General CBF

Prayer in the Atlanta Airport

Several weeks ago, in route to Santiago, Chile to lead a spiritual formation retreat for our Chilean Baptist partners, I felt compelled to pray.  All of the feelings consistent with leaving  family for a week, visiting a new culture, and traveling at 35k feet for 9 hours weighed heavily on my heart; what’s more, I deeply desired that God use my colleagues and me for transformation among our new friends. I had been praying scattered prayers for days, but now I felt the need to focus my prayers in one moment and place, to pause and pay attention to the presence of God at work in me.

My compulsion heightened as I walked closer and closer to the prayer chapel in the Atlanta airport. As the door came into view, I gave little consideration to the word “interfaith” just above the words “prayer chapel.”  Entering, I remembered how cramped the space seemed the last time I visited and thought for a moment about how this space could better stand apart as sacred (read Christian). Settling down in the last row of two chairs on the right side of the aisle, I removed an icon that I recently purchased in hopes of finding a center.

As I began to pray, I heard the door creak, signaling the arrival of a partner in prayer. Expecting him to take a seat, his movement surprised me. Darting up the slim aisle, he made his way to the open space in front of the chapel. I watched him from the corner of my eye as he lowered a backpack to the ground and removed a mat. As I watched him fall prostrate on the mat, I realized that I wasn’t in Kansas anymore.
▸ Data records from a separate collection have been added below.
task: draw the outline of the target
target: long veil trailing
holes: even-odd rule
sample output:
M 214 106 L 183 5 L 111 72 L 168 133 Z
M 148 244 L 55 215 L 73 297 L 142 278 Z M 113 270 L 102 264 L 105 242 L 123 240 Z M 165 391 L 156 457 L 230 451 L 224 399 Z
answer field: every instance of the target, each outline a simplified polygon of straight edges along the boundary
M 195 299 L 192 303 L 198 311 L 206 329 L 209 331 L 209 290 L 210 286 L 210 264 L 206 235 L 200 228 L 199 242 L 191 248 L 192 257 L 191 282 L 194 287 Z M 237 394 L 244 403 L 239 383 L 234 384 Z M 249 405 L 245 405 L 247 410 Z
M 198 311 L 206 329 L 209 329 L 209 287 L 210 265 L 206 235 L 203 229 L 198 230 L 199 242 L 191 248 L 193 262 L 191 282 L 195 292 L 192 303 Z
This experience of sharing a prayer space with someone of a non-Christian tradition was entirely new and challenging.

At first, I was terribly conflicted. Jolted from the center I sought quietly to invalidate this foreign distraction.  I began immediately to question his motives for prayer and assumed that it was not a desire for God that brought him here; rather a tradition of imposed daily prayers – he was late for Saghrib.  My instincts told me to yield the space to him, to leave; however, my senses were struck by his devotion, the beautiful cadence with which he prayed in whispers, and his willingness to risk an interfaith space well inside foreign religious territory (perhaps he observed that Christians seldom used these spaces). 

Amidst my voyeurism, the Holy Spirit went to work in my heart.  Before the pray-er rolled up his mat, I was under considerable conviction for having judged a fellow pilgrim.  During our shared prayer experience, God silenced my lips, pierced my heart, and invited me to simply watch and listen.  In the silence of my mind I saw this fellow pilgrim against the backdrop of a sheet descended from heaven.  In it, the diverse mass of humanity responded in a myriad of ways to the call of our Creator.  Suddenly, I was aware that the thing which seperated us was, in fact, the thing that bound us.  Our common search for the Divine made us family, human.  Moments later, his mat rolled up, he slowed down just long enough to respect my space and then disappeared into the chaos of the main terminus. 

One might think that an experience like this would cause doubt in one’s mind or seed a potential crisis of faith.  Surprisingly no; instead, I was never more confident (con + fide = with faith) that the icon in my hand (Jesus as Shepherd) reflected the spirit of the One who makes salvation possible for all, and that “he who began a good work” in us (humanity), would be faithful to complete it.  

In such close proximity I caught a glimpse of humility, justice (in the OT sense of the word), and mystery, and peace reigned.

When have you prayed in the presence of a devout non-Christian?  How did the experience affect or form you?

One thought on “Prayer in the Atlanta Airport

  1. Peace to you. I was intrigued by your blog entry here, as recently I was in an interfaith airport chapel, but in a bit of a reversed scenario. I was one who walked into the chapel where a man was sitting in the back pew. We exchanged glances and a quick nod acknowledging each others presence. I wondered if he thought I was coming to join him on the pews, and thought about his shock/curiousity/thoughts when I went behind him and proceeded to perform my prayers in worship to The Lord.

    Your observation was right on target. Namely, what brought you and that man, and similarly me and my companion to the same place was the calling of the Divine and His desire for us to reflect on His magnificent beauty and His love for us. Muslims and those of other faiths love God and there are those that want to take an extra few minutes to think about the reasons why they love God. And to me, it is a beautiful thing to recognize that there are others that desire the same as well.

    May we all be guided to the Truth of what God has shown us. Ameen/Amen.